The third problem is that the proposed design would fail to provide timely benefits to families that had a high income last year but have a low income currently. It is this problem that staffers appear to be confused about.
If you are going to phase-out a child benefit, you need to input an income into the phase-out formula for every family in the program. You can get that income value from two places: (1) estimates of someone’s current-year income or (2) records of actual prior-year income.
If you use option (1), then you create a huge administrative burden and generate lots of benefit overpayments and clawbacks. That was the AFA approach that the new proposal reportedly abandons for option (2).
But if you use option (2), then the income being inputted into the phase-out formula is out of date. Some people who are currently very poor and who really need the child benefit to stay afloat will not get it because they had a high income in the prior year. They will be eligible for it again in the subsequent year but, by then, it may be too late.
Both outcomes are bad, but if you are going to apply a phase-out, then this is the dilemma you set up for yourself. The reason I say the staffers seem confused about this is because, in Stein’s story, they appear to be trying to have it both ways:
The Democratic proposal is also expected to phase out above a certain income, meaning affluent families would not receive it. Eligibility would be based on family income in the prior year, much like eligibility for the stimulus payments. Taxpayers could use the new Treasury Department portal to update their status if they experienced dramatic income declines, according to the people familiar with plans, who stressed that these decisions had not been finalized.

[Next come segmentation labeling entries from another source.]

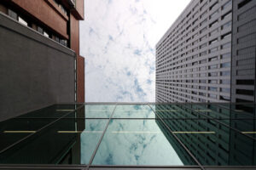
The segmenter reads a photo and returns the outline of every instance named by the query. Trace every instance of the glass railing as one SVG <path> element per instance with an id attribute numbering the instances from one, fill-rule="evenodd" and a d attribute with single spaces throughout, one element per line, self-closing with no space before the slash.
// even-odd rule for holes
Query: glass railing
<path id="1" fill-rule="evenodd" d="M 0 122 L 0 163 L 256 168 L 255 117 L 254 104 L 55 105 Z"/>

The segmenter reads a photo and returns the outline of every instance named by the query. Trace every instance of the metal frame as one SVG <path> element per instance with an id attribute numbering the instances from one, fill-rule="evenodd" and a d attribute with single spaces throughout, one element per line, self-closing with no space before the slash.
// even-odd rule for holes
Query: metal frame
<path id="1" fill-rule="evenodd" d="M 52 125 L 53 123 L 56 122 L 57 121 L 61 120 L 61 119 L 89 119 L 89 120 L 94 120 L 94 119 L 105 119 L 108 120 L 108 122 L 106 124 L 105 129 L 102 132 L 102 134 L 97 143 L 97 145 L 96 147 L 96 149 L 94 150 L 93 154 L 90 156 L 90 162 L 87 165 L 38 165 L 38 164 L 34 164 L 34 165 L 27 165 L 27 164 L 22 164 L 22 165 L 8 165 L 8 164 L 0 164 L 0 169 L 90 169 L 90 168 L 97 168 L 97 169 L 104 169 L 104 168 L 135 168 L 135 169 L 142 169 L 142 168 L 175 168 L 175 169 L 207 169 L 207 168 L 214 168 L 214 169 L 233 169 L 233 168 L 238 168 L 238 169 L 255 169 L 256 166 L 203 166 L 200 163 L 200 162 L 195 157 L 195 156 L 189 150 L 189 149 L 184 145 L 184 144 L 176 136 L 176 134 L 170 129 L 170 128 L 165 123 L 165 122 L 163 120 L 212 120 L 215 121 L 218 123 L 220 123 L 227 128 L 229 128 L 230 129 L 232 129 L 234 131 L 236 131 L 236 133 L 239 133 L 240 134 L 245 135 L 248 138 L 250 138 L 251 139 L 256 140 L 255 138 L 253 138 L 249 135 L 241 133 L 241 131 L 239 131 L 238 129 L 233 128 L 231 127 L 230 127 L 229 125 L 226 125 L 225 123 L 220 122 L 218 120 L 248 120 L 247 118 L 237 118 L 237 119 L 218 119 L 218 118 L 214 118 L 210 116 L 207 116 L 204 114 L 201 114 L 200 112 L 193 110 L 192 108 L 189 108 L 186 107 L 186 105 L 212 105 L 212 103 L 201 103 L 200 105 L 198 105 L 198 103 L 185 103 L 185 104 L 178 104 L 178 103 L 175 103 L 175 104 L 170 104 L 170 103 L 113 103 L 113 102 L 108 102 L 108 103 L 94 103 L 94 102 L 89 102 L 89 103 L 61 103 L 60 105 L 81 105 L 79 107 L 77 107 L 74 110 L 69 111 L 66 114 L 63 114 L 60 117 L 19 117 L 19 118 L 15 118 L 15 119 L 56 119 L 54 120 L 52 122 L 44 126 L 43 128 L 41 128 L 39 130 L 38 130 L 36 133 L 29 134 L 24 138 L 22 138 L 21 139 L 18 140 L 17 142 L 15 142 L 15 144 L 8 146 L 7 148 L 2 150 L 0 151 L 0 154 L 4 152 L 5 150 L 9 150 L 9 148 L 12 148 L 13 146 L 16 145 L 17 144 L 19 144 L 20 142 L 26 139 L 27 138 L 34 135 L 35 133 L 37 133 L 38 132 L 41 132 L 42 130 L 44 130 L 44 128 L 46 128 L 47 127 Z M 81 108 L 83 108 L 84 106 L 84 105 L 113 105 L 114 107 L 112 110 L 112 113 L 110 115 L 109 117 L 65 117 L 67 116 L 68 116 L 69 114 L 72 114 L 79 110 L 80 110 Z M 116 110 L 116 107 L 118 105 L 148 105 L 150 110 L 154 112 L 154 114 L 155 115 L 155 118 L 113 118 L 113 116 L 114 114 L 114 111 Z M 152 108 L 152 106 L 150 105 L 183 105 L 186 109 L 189 109 L 192 111 L 195 111 L 198 114 L 201 114 L 201 116 L 205 116 L 206 118 L 161 118 Z M 255 105 L 255 103 L 252 104 L 252 103 L 242 103 L 242 104 L 238 104 L 238 103 L 233 103 L 233 104 L 226 104 L 226 103 L 215 103 L 213 105 Z M 228 108 L 225 108 L 228 109 Z M 231 110 L 230 110 L 231 111 Z M 232 110 L 234 111 L 234 110 Z M 169 130 L 169 132 L 172 134 L 172 136 L 176 139 L 176 140 L 178 142 L 178 144 L 187 151 L 187 153 L 190 156 L 190 157 L 195 161 L 195 163 L 197 163 L 197 166 L 122 166 L 122 165 L 91 165 L 92 162 L 94 160 L 94 157 L 97 152 L 97 150 L 102 143 L 102 140 L 106 133 L 106 131 L 108 128 L 109 122 L 111 120 L 160 120 L 161 122 L 165 125 L 165 127 Z M 255 120 L 255 118 L 253 119 L 250 119 L 250 120 Z"/>

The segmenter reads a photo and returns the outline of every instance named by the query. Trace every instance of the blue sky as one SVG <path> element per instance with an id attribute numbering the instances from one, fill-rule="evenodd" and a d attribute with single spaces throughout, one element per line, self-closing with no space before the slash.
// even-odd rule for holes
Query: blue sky
<path id="1" fill-rule="evenodd" d="M 154 102 L 155 44 L 189 0 L 84 0 L 86 102 Z"/>

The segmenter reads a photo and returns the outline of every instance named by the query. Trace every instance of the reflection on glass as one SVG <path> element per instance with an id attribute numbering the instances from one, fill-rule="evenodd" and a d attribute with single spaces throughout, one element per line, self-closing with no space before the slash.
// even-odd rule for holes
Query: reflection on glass
<path id="1" fill-rule="evenodd" d="M 40 110 L 37 110 L 21 116 L 18 118 L 59 118 L 65 114 L 74 111 L 78 107 L 82 105 L 53 105 Z"/>
<path id="2" fill-rule="evenodd" d="M 169 137 L 168 137 L 169 138 Z M 170 140 L 175 140 L 169 138 Z M 194 165 L 183 162 L 154 120 L 113 120 L 93 160 L 93 165 Z"/>
<path id="3" fill-rule="evenodd" d="M 117 105 L 113 118 L 154 118 L 155 115 L 147 105 Z"/>
<path id="4" fill-rule="evenodd" d="M 113 108 L 113 105 L 85 105 L 84 115 L 80 116 L 80 117 L 109 118 Z"/>
<path id="5" fill-rule="evenodd" d="M 102 135 L 108 120 L 85 120 L 85 129 L 81 133 L 81 164 L 88 164 Z"/>

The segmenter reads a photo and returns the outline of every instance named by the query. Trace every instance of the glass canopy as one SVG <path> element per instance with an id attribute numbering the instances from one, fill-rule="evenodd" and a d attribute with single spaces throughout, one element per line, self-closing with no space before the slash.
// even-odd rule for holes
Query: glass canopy
<path id="1" fill-rule="evenodd" d="M 2 166 L 256 167 L 253 104 L 54 105 L 0 133 Z"/>

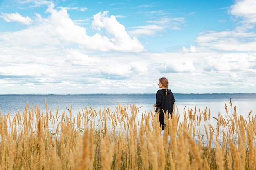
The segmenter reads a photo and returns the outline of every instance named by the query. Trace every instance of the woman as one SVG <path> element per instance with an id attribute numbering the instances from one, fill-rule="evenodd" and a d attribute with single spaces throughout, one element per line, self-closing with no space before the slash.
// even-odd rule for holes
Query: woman
<path id="1" fill-rule="evenodd" d="M 168 111 L 168 118 L 169 115 L 171 116 L 173 111 L 174 96 L 171 90 L 168 89 L 169 81 L 166 78 L 159 79 L 158 87 L 162 89 L 158 90 L 156 94 L 156 102 L 154 104 L 156 107 L 156 113 L 159 115 L 159 121 L 162 126 L 162 130 L 164 130 L 164 116 L 163 111 L 166 113 Z"/>

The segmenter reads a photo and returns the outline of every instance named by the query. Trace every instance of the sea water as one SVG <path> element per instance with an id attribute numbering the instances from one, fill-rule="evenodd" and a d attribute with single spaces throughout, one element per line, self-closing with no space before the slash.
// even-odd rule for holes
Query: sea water
<path id="1" fill-rule="evenodd" d="M 247 116 L 256 113 L 256 93 L 174 93 L 176 110 L 183 115 L 188 108 L 196 109 L 199 112 L 207 113 L 210 109 L 211 117 L 218 117 L 219 113 L 226 113 L 225 103 L 229 114 L 234 113 L 236 106 L 238 115 Z M 229 103 L 231 99 L 232 106 Z M 2 94 L 0 95 L 0 111 L 2 114 L 10 113 L 15 115 L 22 113 L 28 103 L 29 108 L 37 105 L 43 112 L 46 104 L 48 111 L 53 113 L 58 108 L 59 112 L 67 113 L 67 108 L 72 107 L 72 113 L 76 115 L 79 111 L 91 107 L 97 111 L 108 108 L 113 111 L 118 104 L 127 106 L 134 104 L 139 108 L 139 114 L 145 112 L 154 111 L 153 105 L 155 103 L 155 94 Z"/>

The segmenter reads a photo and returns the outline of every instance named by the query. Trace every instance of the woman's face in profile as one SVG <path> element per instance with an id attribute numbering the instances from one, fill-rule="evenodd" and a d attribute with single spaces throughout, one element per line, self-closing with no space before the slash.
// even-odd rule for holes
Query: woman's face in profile
<path id="1" fill-rule="evenodd" d="M 159 88 L 162 88 L 163 87 L 163 85 L 162 84 L 162 83 L 161 83 L 160 81 L 158 82 L 158 87 L 159 87 Z"/>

The reason this is confused is that, if you are basing benefit eligibility on prior-year income, then changes in current-year income are irrelevant to current-year eligibility. Your current-year income determines your next-year eligibility. It does not determine your current-year eligibility.
I supposed you could imagine a child benefit where the phase-out is based on the lesser of your prior-year income and your estimated current-year income. It’s not clear if that is what they have in mind, but if so, this does not get you out of the dilemma. Instead, it results in a system where the problems of both approaches are present. Creating a default arrangement where people receive benefits based on their prior-year income will result in some people not getting the benefits they are owed because they do not successfully navigate the bureaucratic hoops to register their income decline. Allowing people to override prior-year income with current-year estimates will result in some people underestimating their income, generating overpayments and clawbacks.
This kludge, although unclear and ineffective, is based on an admirable intent. The staffers appear to be trying to create a child benefit (1) that the rich do not net benefit from, (2) that is administratively easy, (3) that lacks overpayments and clawbacks, and (4) that is responsive to someone’s current income. But this combination is simply not possible with phase-outs.
To achieve these four goals, what you need is a universal child benefit that pays the exact same check to every family and then uses the regular tax system to ensure that affluent people do not net benefit from the program. This is the most administratively easy design, ensures there are no overpayments or clawbacks, and is based solely on someone’s current income since that is how taxes are assessed.
The universal child benefit is the perfect way to design a child benefit. It does everything right and nothing wrong. Every deviation from it introduces problems that the UCB does not have. The new proposal takes promising steps in the direction of a UCB but there is no reason why it should not go all the way.